David Espejo
Len Strnad

Building Large-Scale Xarray Datasets for Geospatial Computing with Union.ai and Flyte

As geospatial machine learning engineers, we often face a common challenge: how do we effectively build, manage, and process large-scale geospatial datasets that can reach terabytes or even petabytes in size? Traditional approaches using notebooks or simple scripts quickly break down at scale, and manually babysitting these processes becomes unsustainable.

This post explores how to build scalable mosaic workflows using Union.ai and the Flyte orchestration platform combined with GDAL, Xarray, and Dask. This approach has been tested at multiple organizations, enabling us to build scalable, end-to-end remote sensing pipelines. Teams across data-intensive industries like geospatial, autonomous vehicles, and biotech rely on pipelines like these for mission-critical projects. Let’s learn how.

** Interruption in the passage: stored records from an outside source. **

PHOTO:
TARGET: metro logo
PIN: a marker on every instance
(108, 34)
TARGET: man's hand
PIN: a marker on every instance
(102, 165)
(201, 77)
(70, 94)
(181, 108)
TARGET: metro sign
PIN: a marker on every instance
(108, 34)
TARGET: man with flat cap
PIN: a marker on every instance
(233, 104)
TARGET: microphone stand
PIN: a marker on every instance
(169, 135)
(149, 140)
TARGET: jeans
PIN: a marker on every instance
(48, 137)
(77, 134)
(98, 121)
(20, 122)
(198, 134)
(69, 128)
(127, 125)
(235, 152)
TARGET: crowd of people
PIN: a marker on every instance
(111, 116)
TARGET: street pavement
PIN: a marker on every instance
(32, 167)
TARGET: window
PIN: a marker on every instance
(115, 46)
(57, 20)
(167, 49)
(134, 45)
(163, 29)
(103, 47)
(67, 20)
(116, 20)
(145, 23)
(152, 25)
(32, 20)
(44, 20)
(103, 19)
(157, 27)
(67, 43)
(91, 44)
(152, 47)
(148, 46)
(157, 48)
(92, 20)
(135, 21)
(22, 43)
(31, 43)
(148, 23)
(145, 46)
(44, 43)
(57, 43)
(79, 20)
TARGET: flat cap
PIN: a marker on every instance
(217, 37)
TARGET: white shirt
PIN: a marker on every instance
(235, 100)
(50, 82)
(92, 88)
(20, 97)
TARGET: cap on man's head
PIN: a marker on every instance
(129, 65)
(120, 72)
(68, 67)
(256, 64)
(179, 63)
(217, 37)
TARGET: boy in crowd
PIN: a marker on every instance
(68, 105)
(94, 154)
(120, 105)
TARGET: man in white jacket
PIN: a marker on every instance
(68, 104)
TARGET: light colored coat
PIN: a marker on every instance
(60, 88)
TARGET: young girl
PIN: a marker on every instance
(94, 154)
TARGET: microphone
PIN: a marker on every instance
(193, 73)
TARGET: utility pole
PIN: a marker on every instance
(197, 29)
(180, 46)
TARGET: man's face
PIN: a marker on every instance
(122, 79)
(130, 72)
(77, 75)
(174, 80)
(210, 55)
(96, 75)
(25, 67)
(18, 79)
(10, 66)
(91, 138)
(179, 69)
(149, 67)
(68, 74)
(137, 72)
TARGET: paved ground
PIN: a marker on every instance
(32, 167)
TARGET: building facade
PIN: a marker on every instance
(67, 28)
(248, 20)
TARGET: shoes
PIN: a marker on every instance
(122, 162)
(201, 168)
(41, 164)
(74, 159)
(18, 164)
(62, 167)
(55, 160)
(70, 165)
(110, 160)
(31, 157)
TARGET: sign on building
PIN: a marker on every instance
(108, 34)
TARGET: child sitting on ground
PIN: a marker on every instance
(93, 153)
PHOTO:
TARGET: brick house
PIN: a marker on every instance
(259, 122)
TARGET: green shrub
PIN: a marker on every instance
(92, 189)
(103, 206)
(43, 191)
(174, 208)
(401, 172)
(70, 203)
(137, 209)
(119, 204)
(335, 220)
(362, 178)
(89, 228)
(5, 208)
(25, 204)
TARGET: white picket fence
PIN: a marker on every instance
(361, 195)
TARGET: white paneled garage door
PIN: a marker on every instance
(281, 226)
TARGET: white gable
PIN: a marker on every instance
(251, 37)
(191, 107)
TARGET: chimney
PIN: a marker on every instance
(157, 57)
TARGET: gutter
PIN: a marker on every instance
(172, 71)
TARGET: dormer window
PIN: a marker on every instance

The Foundation: Standards for Remote Sensing and Machine Learning

Before diving into the technical implementation, let's establish some standards that make large-scale geospatial computing more manageable:

1. Data Models with Xarray

Xarray provides an excellent foundation for modeling mosaic datasets. Think of it as representing one large image with multiple dimensions:

  • Dimensions: time, bands, y, x
  • Coordinates: timestamps, band names, latitude, longitude
  • Data: The actual pixel values
Copied to clipboard!
# Example of an Xarray dataset structure
# dimensions: (time, band, y, x)
# coordinates:
#   * time: array of datetime64 values
#   * band: array of strings like 'red', 'green', 'blue', 'nir'
#   * y: array of y coordinates (can be latitude)
#   * x: array of x coordinates (can be longitude)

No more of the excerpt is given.